[Jesus] said to them again, “Peace be with you. As the Father has sent me, so I send you. And when he had said this, he breathed on them and said to them, “Receive the holy Spirit. Whose sins you forgive are forgiven them, and whose sins you retain are retained.” -John 20:21-23
Conversion to Christ, the new birth of Baptism, the gift of the Holy Spirit and the Body and Blood of Christ received as food have made us “holy and without blemish,” just as the Church herself, the Bride of Christ, is “holy and without blemish.” Nevertheless the new life received in Christian initiation has not abolished the frailty and weakness of human nature, nor the inclination to sin that tradition calls concupiscence, which remains in the baptized such that with the help of the grace of Christ they may prove themselves in the struggle of Christian life. This is the struggle of conversion directed toward holiness and eternal life to which the Lord never ceases to call us. –Catechism of the Catholic Church 1426.

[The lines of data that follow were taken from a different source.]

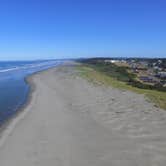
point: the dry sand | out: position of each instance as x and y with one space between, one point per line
71 122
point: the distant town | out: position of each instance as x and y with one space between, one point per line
143 73
149 71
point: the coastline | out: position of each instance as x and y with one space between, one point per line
9 124
69 121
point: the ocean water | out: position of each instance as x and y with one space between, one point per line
13 88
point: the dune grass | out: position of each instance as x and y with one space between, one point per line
92 75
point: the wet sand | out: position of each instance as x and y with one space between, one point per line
71 122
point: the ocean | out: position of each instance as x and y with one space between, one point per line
13 87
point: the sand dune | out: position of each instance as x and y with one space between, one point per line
71 122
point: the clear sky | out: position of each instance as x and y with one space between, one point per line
41 29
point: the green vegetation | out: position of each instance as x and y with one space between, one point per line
97 76
121 73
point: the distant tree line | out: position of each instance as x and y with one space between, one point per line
119 72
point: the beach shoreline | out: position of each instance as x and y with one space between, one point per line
69 121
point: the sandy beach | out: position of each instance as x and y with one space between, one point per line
72 122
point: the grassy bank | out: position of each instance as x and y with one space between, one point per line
95 76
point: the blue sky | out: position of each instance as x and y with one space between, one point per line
42 29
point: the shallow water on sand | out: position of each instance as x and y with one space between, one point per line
13 88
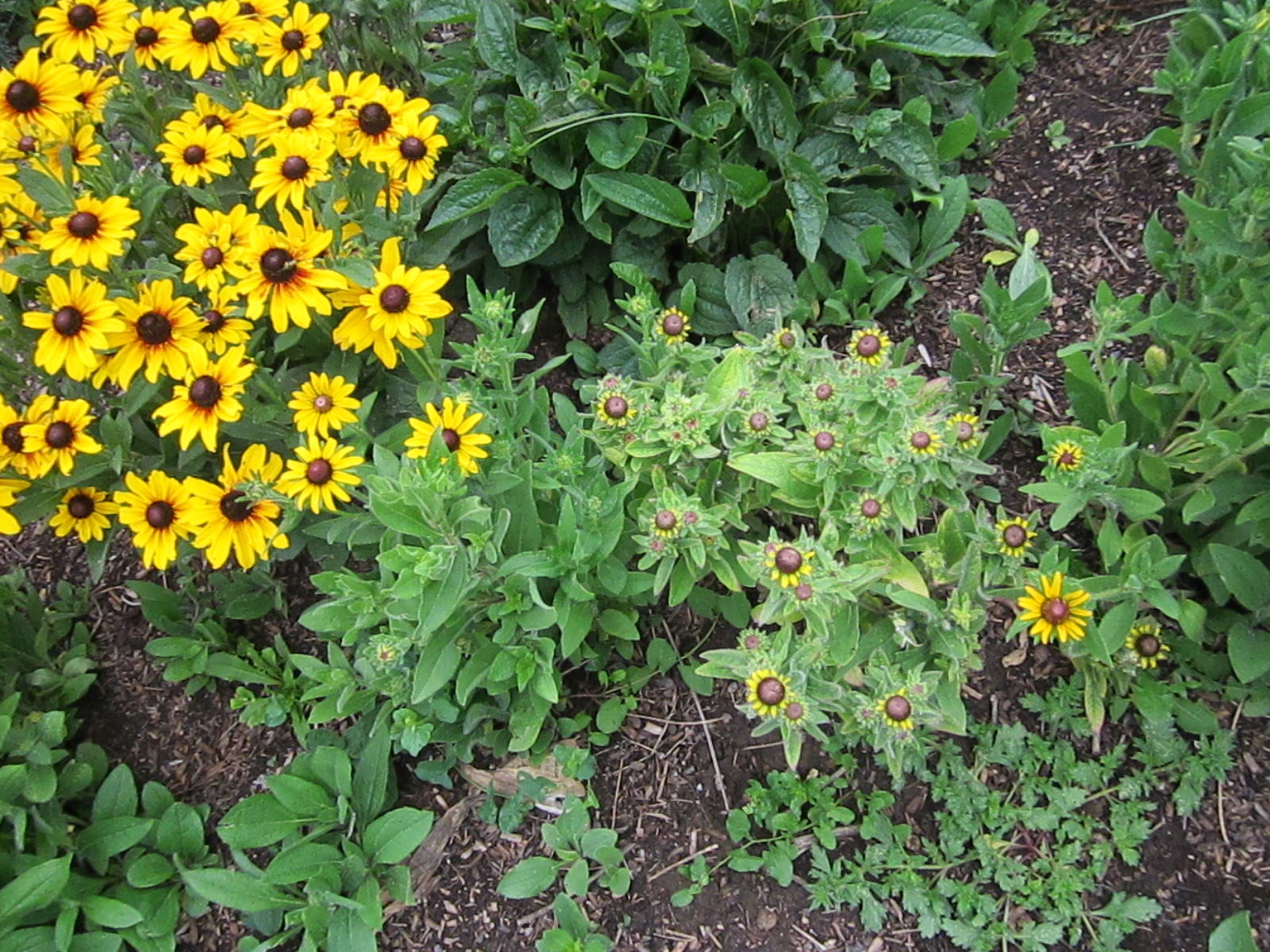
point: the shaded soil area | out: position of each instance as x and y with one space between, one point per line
668 778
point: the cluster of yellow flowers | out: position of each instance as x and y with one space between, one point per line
241 263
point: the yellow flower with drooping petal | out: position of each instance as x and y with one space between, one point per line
76 325
209 397
457 435
1054 612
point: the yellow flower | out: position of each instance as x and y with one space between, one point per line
869 346
84 512
1014 537
93 234
318 475
323 404
156 509
457 435
1067 456
207 41
232 518
38 90
291 42
209 397
80 29
1146 644
60 432
768 692
787 564
1054 613
75 327
897 711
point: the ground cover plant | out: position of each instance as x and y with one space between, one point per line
264 305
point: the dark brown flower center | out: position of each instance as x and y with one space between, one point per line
60 435
83 225
277 266
205 393
789 560
295 168
80 507
394 298
1056 611
67 321
154 329
205 29
374 120
319 471
22 97
772 691
235 507
13 440
82 17
160 514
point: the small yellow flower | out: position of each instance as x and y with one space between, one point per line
1054 612
768 692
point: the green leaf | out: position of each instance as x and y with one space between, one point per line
529 877
645 194
473 194
524 224
921 27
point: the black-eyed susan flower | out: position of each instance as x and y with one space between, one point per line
156 509
283 46
80 29
318 476
1014 537
924 441
283 276
194 155
209 397
75 327
1146 645
86 512
37 90
232 517
60 432
159 336
869 346
323 404
1054 612
789 565
206 41
672 325
1067 456
410 154
93 234
768 692
399 309
457 429
897 711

As we try to follow the example of perfection set forth by Jesus himself, we can’t help but fall through our weakness. So, God gave us a sacrament of mercy so that we can come to Him and receive forgiveness from our sins as well as His grace to go and overcome our temptations. None of us are perfect while here on earth and we need to entrust ourselves to the mercy of God and the Sacrament of Reconciliation is that opportunity to be forgiven.
We know that there are many fears regarding this sacrament, primarily to fear of confessing one’s sins to the priest. This fear should not impede us as we confess to our loving Lord through the ministry of the priest and our confession is sealed never to be shared with anyone, ever. The shame we have for sins can be another roadblock and is not based in the truth of the sacrament, but in our imagined worst case scenario. Even when we sin we are beloved children of God and God calls us back to Him so He can heal us. He is like a father wanted to bandage his child’s skinned knees after falling. Therefore, we trust in God’s merciful presence as we confess our sins.